As far as growth was concerned, one study showed that dogs that were neutered early had their growth plates continue to remain open longer than those left intact. This resulted in the dogs being taller. [Source] This poses a problem if the bones continue to grow, yet the ligaments don’t. Another study showed that castration of male and female dogs prior to a year increased the risk of developing hip dysplasia. [Source] Dobermann as a breed are already quite prone to hip dysplasia and I didn’t want to do anything that might increase the chances of Kyuss developing the condition. This last study, suggests that there is an increased risk of injury to the anterior cruciate ligament (ACL) in castrated male and female dogs. [Source]
When I delved into the tumors and cancer aspect of castration, I was even more surprised. This first study showed that spayed female dogs were 5 times more likely to develop Hemangiosarcoma (HSA) [cardiac tumors] vs. intact bitches; and castrated male dogs were 2.4 times more likely to develop HSA vs. intact dogs. [Source] That’s a huge increase! With the Dobermann being so prone to DCM; the thought of increasing Kyuss’ chances of another heart issue was out of the question. Another study I came across showed a twofold increase in bone cancer (osteosarcoma) among castrated dogs [Source], while this study pointed to an increase of approximately 1 in 4 when dogs were neutered prior to 1-year-old [Source]. What about prostate cancer you ask? After all, it’s one of the most commonly cited reasons for castration in male dogs, aside from pet overpopulation. Well these last two studies show that there was no increased risk due to being left intact. [Source] & [Source]
My mind was changed.
However, not everyone can just decided not to spay or neuter; I understand that. Most people don’t realise there are permanent alternatives available.
For male dogs, a simple vasectomy can be performed. This allows a male dog to retain his testicles and with them, the proper hormones. He will not, however, be able to reproduce. The surgery is less invasive, only requiring a small incision be made, less painful, less expensive and just as effective . The problem is, most vets refuse to perform one.
Why? Well it’s simple; they aren’t taught how to perform a more simple, less invasive procedure in school. All I can assume is that veterinary schools have the ‘if it ain’t broke, don’t fix it’ mentality. Plus, I’m sure they would make much less money from a procedure as simple as a vasectomy!

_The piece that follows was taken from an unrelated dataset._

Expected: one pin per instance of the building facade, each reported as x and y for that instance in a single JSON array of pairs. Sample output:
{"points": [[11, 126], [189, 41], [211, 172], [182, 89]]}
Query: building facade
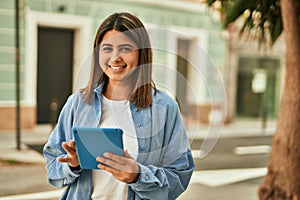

For bitches, there are a few different options vs. the traditional spay (Hystero-oophorectomy); the first is having her fallopian tubes severed and tied (Tubal Ligation) the second being removal of the uterus only (Hysterectomy) and the third being removal of the ovaries only (Oophorectomy). Of course, there are pros and cons to each.
With tubal ligation and hysterectomy, the bitch will still come into heat, and allow dogs to mate her. She will not, however, get pregnant. The benefit to having only tubal ligation is the smaller incision; with having a hysterectomy however, you eliminate the chance of pyometria.
Having a Oophotectomy performed is, in my own opinion, a less desirable option. It would be wiser to just go with a hystero-oophotectomy as the whole point of an alternative is to leave the hormone producing organs, which in a bitch are her ovaries, behind. Also, leaving her uterus in place just allows for the possibility to contract pyometria. If I were going to have a female’s ovaries removed, I would prefer to eliminate the chance of pyometria by removing the uterus as well while they were ‘in there’ so to speak.
For Kyuss, I have called a number of vets in the area questioning a vasectomy, and so far I’ve had no luck. Those who agreed to performing the surgery would only do so for outrageous prices.
So it seems for now, Kyuss will stay “all-man” but as soon as I can find a vet willing to perform a vasectomy on him for a decent price, he will be heading under the knife.